# DVD recorder repair



## DunWorkin (Sep 2, 2010)

Our DVD recorder has stopped working and, before rushing out to buy a new one - they are not cheap, I would like to see if it can be repaired.

Does anyone know of somewhere between Alicante and Benidorm that I can take it to have it looked at?

The closer to El Campello the better but it does really need to be fairly near a tram station as I do not have a car and it is quite heavy to carry very far.


----------



## Trubrit (Nov 24, 2010)

I paid 32 euros for a Sony DVD player in Alcampo, I feel certain that a repair will cost your more than that.


----------



## tarot650 (Sep 30, 2007)

Trubrit said:


> I paid 32 euros for a Sony DVD player in Alcampo, I feel certain that a repair will cost your more than that.


DVD players very inexpensive now but the OP was asking about a DVD recorder which is completely different to a DVD player and I know what we payed for ours and it was a damned sight more than 32euros.Sorry I can;t help you with a place for your repair.SB.


----------



## DunWorkin (Sep 2, 2010)

Trubrit said:


> I paid 32 euros for a Sony DVD player in Alcampo, I feel certain that a repair will cost your more than that.


It is a DVD recorder with 160GB hard disk not just a DVD player. I saw one in Carrefour today with 500GB and that was €269.

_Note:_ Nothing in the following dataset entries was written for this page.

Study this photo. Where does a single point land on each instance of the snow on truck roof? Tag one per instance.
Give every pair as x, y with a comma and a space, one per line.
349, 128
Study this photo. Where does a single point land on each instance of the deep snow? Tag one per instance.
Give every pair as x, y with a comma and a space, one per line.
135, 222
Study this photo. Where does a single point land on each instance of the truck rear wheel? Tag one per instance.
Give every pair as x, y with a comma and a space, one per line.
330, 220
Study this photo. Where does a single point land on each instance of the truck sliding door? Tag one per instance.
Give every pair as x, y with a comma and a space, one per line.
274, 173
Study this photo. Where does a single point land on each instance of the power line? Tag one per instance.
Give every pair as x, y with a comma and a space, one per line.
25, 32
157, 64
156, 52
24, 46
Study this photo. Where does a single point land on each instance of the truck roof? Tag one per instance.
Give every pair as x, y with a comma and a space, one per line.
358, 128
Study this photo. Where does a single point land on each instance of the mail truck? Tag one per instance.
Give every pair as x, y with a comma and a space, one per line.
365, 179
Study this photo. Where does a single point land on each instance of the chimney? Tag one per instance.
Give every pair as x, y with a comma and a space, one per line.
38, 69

The thing is now with Blu Ray coming in more and more I don't know whether to buy DVD or Blu Ray


----------



## baldilocks (Mar 7, 2010)

DunWorkin said:


> It is a DVD recorder with 160GB hard disk not just a DVD player. I saw one in Carrefour today with 500GB and that was €269.
> 
> The thing is now with Blu Ray coming in more and more I don't know whether to buy DVD or Blu Ray


I've just bought a BluRay on the grounds that it also handles DVD and I though to "inflation-proof" it.


----------



## bob_bob (Jan 5, 2011)

A common problem with a PVR system is hard drive failure and they are cheap and easy to replace, if the actual electronics have failed then I'd look at buying a new system which includes blu ray.


----------



## DunWorkin (Sep 2, 2010)

baldilocks said:


> I've just bought a BluRay on the grounds that it also handles DVD and I though to "inflation-proof" it.

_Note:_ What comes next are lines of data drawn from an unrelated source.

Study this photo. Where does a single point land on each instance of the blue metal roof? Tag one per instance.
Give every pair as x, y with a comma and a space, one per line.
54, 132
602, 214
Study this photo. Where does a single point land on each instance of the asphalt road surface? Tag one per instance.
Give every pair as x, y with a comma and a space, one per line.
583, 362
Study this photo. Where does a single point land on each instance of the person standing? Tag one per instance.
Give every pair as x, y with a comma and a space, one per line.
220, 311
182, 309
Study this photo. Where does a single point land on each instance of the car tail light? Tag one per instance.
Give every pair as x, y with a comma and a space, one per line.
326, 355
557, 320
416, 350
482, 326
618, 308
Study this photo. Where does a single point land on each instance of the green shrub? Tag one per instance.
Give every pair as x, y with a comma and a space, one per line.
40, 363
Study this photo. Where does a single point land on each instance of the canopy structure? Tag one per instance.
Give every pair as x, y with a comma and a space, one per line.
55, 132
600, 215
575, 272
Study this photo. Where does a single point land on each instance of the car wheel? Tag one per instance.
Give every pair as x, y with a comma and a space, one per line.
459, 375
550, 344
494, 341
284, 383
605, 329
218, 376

Can you tell me what you bought that also reads DVD. Does it also write DVD format? Where did you buy it? I have lots of DVDs that would hate to not be able to play.


----------



## baldilocks (Mar 7, 2010)

DunWorkin said:


> Can you tell me what you bought that also reads DVD. Does it also write DVD format? Where did you buy it? I have lots of DVDs that would hate to not be able to play.


LG BP 135 - Reproductor de Blu-ray (Dolby Digital, Dolby TrueHD, DTS), ***** - Electrónica - Amazon.es

It is only a player not a recorder but if you put in the search: Blu Ray grabador/reproductor you should get quite a few.


----------



## DunWorkin (Sep 2, 2010)

baldilocks said:


> LG BP 135 - Reproductor de Blu-ray (Dolby Digital, Dolby TrueHD, DTS), ***** - Electrónica - Amazon.es
> 
> It is only a player not a recorder but if you put in the search: Blu Ray grabador/reproductor you should get quite a few.

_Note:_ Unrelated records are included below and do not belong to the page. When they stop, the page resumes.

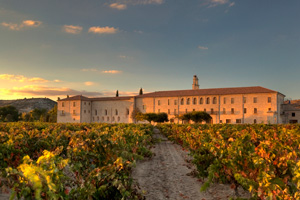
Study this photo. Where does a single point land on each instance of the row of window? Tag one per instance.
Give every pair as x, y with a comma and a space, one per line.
107, 119
232, 111
207, 100
237, 121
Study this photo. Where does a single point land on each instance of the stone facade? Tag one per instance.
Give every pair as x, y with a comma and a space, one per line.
225, 105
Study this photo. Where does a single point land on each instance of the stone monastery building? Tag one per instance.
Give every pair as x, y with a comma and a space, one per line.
236, 105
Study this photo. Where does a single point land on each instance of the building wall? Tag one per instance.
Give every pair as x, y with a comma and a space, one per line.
290, 114
68, 111
239, 110
267, 112
112, 111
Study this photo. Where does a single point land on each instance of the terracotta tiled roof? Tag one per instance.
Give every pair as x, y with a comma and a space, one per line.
111, 98
77, 97
175, 93
80, 97
213, 91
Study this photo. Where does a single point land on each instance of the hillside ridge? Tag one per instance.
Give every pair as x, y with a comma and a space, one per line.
26, 105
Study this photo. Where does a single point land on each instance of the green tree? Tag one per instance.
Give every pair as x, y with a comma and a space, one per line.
161, 118
137, 115
150, 117
141, 91
52, 115
9, 114
199, 116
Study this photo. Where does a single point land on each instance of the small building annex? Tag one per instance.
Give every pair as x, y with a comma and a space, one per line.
226, 105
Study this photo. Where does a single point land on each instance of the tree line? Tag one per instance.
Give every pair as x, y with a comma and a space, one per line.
11, 114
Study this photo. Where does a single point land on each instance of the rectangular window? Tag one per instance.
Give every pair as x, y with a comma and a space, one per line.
254, 99
232, 110
269, 99
255, 110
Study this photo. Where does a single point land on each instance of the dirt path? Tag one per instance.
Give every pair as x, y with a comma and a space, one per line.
166, 176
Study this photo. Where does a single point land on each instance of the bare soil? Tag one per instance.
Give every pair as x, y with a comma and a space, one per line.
168, 175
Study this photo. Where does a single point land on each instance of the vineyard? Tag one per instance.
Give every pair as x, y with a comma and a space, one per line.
263, 159
71, 161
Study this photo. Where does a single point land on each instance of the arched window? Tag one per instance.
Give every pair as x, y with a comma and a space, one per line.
201, 100
215, 100
194, 101
188, 101
207, 100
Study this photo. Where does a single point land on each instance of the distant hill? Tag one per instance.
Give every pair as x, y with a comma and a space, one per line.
26, 105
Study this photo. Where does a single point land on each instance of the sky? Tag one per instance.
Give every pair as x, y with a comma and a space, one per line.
54, 48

I want a recorder not a player. I have seen one in Carrefour which is DVD. Not sure if DVD is going to be the future or if Blu Ray is.

Reminds me of the old days when you chose between VHS or Betamax. Who remembers Betamax?


----------



## baldilocks (Mar 7, 2010)

DunWorkin said:


> I want a recorder not a player. I have seen one in Carrefour which is DVD. Not sure if DVD is going to be the future or if Blu Ray is.
> 
> Reminds me of the old days when you chose between VHS or Betamax. Who remembers Betamax?


I do and it was a damned sight better than VHS. Have got some Betamax tapes (NTSC) that I want extracted onto usable media. They are of SWMBO's days when she was a TV newsreader.


----------